Late last year, the South-east Asia Rivers Network based in the northern Thai city of Chiang Mai sponsored a letter to the Chinese ambassador in Bangkok signed by 83 Thai and Burmese groups, claiming the project would have devastating effects on the wildlife sanctuary and livelihoods of people downstream.

A new letter of protest was sent to President Hu Jintao this week, bearing the signatures of 76 organizations from 33 countries from Greenpeace to International Rivers Network. “Millions of people of over twenty ethnicities depend on the Nu/Salween River watershed for their livelihoods,’’ the letter said. “Dam projects risk drastic impacts to all of these resources.’’

According to the petition, nine of the 13 dams would be located in an area designated by the UN Educational, Scientific, and Cultural Organization (UNESCO) as a World Heritage Site.

The site, named the Three Parallel Rivers, is recognized as one of the richest temperate regions of the world. The area contains over 6,000 different plant species and is believed to be home to more than half of China’s native animal species, including the snow leopard.

If the project goes ahead, at least 50,000 people, mainly members of the region’s 22 ethnic minorities, would have to be relocated. The environmental and social impact of the controversial project has alarmed experts at home who this week submitted a petition to the Chinese parliament asking for a scientific assessment of the project before its initiation.

“The Nu River dam project must go through an independent and authoritative investigation before any decision on its future should be made,” says He Shaoling, a senior engineer at the China Institute of Water Resources and Hydropower Research.
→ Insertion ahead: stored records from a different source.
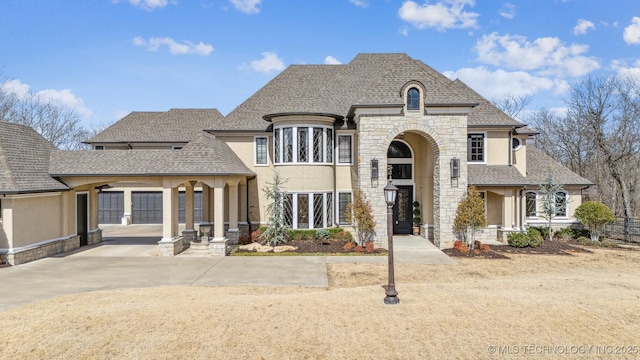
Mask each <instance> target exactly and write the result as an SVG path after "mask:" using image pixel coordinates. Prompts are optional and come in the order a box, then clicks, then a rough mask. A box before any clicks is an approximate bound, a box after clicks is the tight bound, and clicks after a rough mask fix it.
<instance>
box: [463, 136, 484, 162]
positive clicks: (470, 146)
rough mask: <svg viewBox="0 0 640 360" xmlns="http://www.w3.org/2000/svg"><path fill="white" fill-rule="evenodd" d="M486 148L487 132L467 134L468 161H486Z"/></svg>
mask: <svg viewBox="0 0 640 360" xmlns="http://www.w3.org/2000/svg"><path fill="white" fill-rule="evenodd" d="M485 148H486V146H485V134H482V133H481V134H468V135H467V161H468V162H486V155H485Z"/></svg>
She represents a group of environmentalists and scientists, whose opposition to the project has so far succeeded pushing back the groundbreaking date by more than six months.

The construction of the first, 180,000-kilowatt hydropower station, located at Liuku in Yunnan province, was originally scheduled for September 2003. In June 2003, the Yunnan Daily announced the establishment of Yunnan Huadian Nu River Hydropower Development Co., formed by local energy companies and the China Huadian Group.

With control of 51 percent of the shares in the project, China Huadian Group is seen as the main beneficiary among the power companies, vying to tap water resources in western China.

Speaking at the signing ceremony, Qin Guangrong, vice governor of Yunnan province, was quoted by the newspaper as saying that hydropower development in the province is cost saving and would yield high returns. Projected capacity from the dam cascade is 20,000 megawatts — a sizable amount for a country plagued by power shortages.

China suffered power failures last year in as many as 19 of its 29 provinces, and this strained production in industrial powerhouses such as Jiangsu, Zhejiang, and Guangdong. To reduce consumption, some provinces were forced to impose higher tariffs in peak hours and make large enterprises use power on a quota basis.

Power consumption in China rose at the fastest pace since the late 1970s, as manufacturers raised output to meet growing demand for cars, steel, and consumer goods. According to the State Power Information Network, power consumption rose 15 percent in 2003 to a record 1.91 trillion kilowatt-hours.

As power demand is projected to continue outstripping supply, China’s power producers have rushed to add capacity through acquisitions and new construction projects. Thanks to deregulation and privatization, some of the newly independent power entities have succeeded in securing new water resources to produce hydropower.

However, accusations about cronyism have also erupted over the dam project on the Mugecuo Lake — the powerful “princeling” Li Xiaopeng, son of elderly leader Li Peng, is said to have secured the right to the project thanks to his family’ s vested interests in the industry.

Details of the dam to be built by China Huaneng Group have been kept secret and reporting of the project in the media has come to a halt.